Even though the recovery partition is heavily compressed, expect it to take up another 10GB.
These three factors account for why ‘only’ 23GB of space is left for user storage and were not difficult to predict – whether that storage is enough depends on what programs a user plans to install and how much data they want to store. If extra storage is required, the Surface Pro includes a microSDXC slot to add up to 128GB (or more, as cards become available) and a full size USB 3.0 port which could be used to add a multi Terabyte external drive.
So why all the furore over the Surface Pro’s available storage? I suspect that most people complaining will have had no intention of ever buying one but Microsoft bashing is a popular pastime! Cynics might suggest that the mainstream media are so Apple centric that they relish the chance to take a swipe at Microsoft – how else to explain why so many press stories have compared the Surface Pro 64GB to the iPad, despite the fact there is so little crossover between the two?
Note that such negative stories have also invariably compared it to the range topping 64GB iPad (c 57GB available) – despite the fact that the equivalent range topping Surface 128GB model offers a superior 83GB of available storage space. For a fairer comparison, why not compare the cheapest Surface to the cheapest iPad which offers a ‘paltry’ 14GB of user storage?
Unrealistic comparisons to pure (rather than hybrid) tablets running a mobile OS are misguided. For example, iPads do not have a full size USB port or memory card support (and can’t run Mac OS X apps) and neither does Google’s popular Nexus 7 yet they are both great tablets, despite most versions offering similar (or lower) free storage.
The Surface Pro 64GB pricetag of $899 should help ensure that it is not an impulse buy so I would expect private buyers to have done at least a little research to ensure it meets their needs. However, it is likely to be of most interest to businesses looking for a highly portable device that is much easier than an iPad to assimilate into a Microsoft centric IT ecosystem, whilst still providing the power of a laptop and the ability to run mainstream Windows apps like Outlook.
Corporate buyers would likely remove the recovery partition anyway (freeing up a lot of space) and lock Windows down as they would do with a PC – negating the prospect of employees trying to install the latest Call Of Duty and running out of space…

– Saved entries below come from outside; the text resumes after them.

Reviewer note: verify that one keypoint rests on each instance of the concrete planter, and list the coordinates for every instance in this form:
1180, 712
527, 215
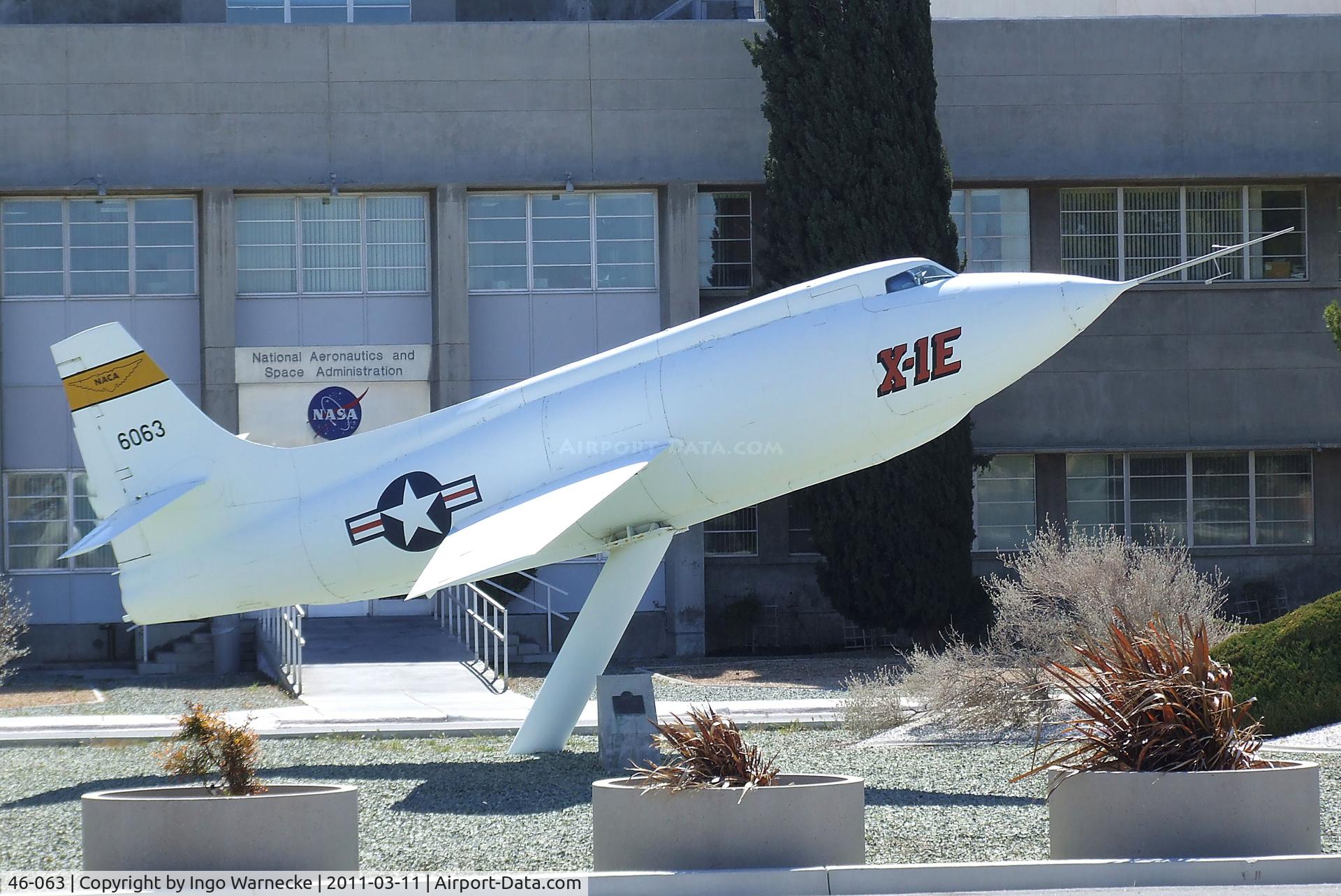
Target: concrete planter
798, 823
1186, 814
287, 828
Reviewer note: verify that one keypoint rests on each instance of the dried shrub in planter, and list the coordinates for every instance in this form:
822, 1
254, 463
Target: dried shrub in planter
1152, 700
1064, 588
705, 751
221, 756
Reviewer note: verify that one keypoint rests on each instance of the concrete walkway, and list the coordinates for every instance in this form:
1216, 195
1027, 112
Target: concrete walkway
388, 677
402, 668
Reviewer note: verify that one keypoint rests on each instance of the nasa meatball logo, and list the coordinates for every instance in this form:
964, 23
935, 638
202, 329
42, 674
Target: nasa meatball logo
335, 412
413, 513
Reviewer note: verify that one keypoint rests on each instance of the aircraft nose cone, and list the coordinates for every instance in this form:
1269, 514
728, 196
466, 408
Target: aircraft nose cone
1085, 298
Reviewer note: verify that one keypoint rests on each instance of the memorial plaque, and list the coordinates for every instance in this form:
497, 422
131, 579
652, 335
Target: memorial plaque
625, 709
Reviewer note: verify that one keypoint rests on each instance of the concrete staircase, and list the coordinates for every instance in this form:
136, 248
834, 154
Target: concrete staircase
195, 654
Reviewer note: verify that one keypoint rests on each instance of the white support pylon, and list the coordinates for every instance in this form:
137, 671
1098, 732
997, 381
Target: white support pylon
590, 644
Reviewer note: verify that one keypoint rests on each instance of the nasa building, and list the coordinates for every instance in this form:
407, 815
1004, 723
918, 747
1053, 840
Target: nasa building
326, 216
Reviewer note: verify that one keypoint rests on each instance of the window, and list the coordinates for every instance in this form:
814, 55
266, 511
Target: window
1282, 498
724, 250
992, 228
335, 246
800, 541
1094, 492
318, 11
97, 247
1004, 504
1123, 233
1157, 487
46, 513
735, 534
1233, 499
561, 242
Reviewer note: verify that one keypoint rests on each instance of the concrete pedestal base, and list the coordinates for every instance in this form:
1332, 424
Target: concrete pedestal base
1186, 814
287, 828
798, 823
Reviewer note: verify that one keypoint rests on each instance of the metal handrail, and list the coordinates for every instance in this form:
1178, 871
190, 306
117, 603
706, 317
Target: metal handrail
475, 617
279, 639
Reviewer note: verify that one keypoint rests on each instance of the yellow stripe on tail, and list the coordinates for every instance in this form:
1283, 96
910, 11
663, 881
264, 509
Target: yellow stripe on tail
112, 380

For private buyers, if the cheapest Surface is too small to install a 20GB game (or you really want to install Adobe CS6 etc), just buy the 128GB model instead – or an Ultrabook with a larger screen. For those who use Cloud services and memory cards for additional storage if required, the saving of $100 offered by the 64GB Surface Pro model is worthwhile – I would go as far as to say it would be a shame if there was not such an option.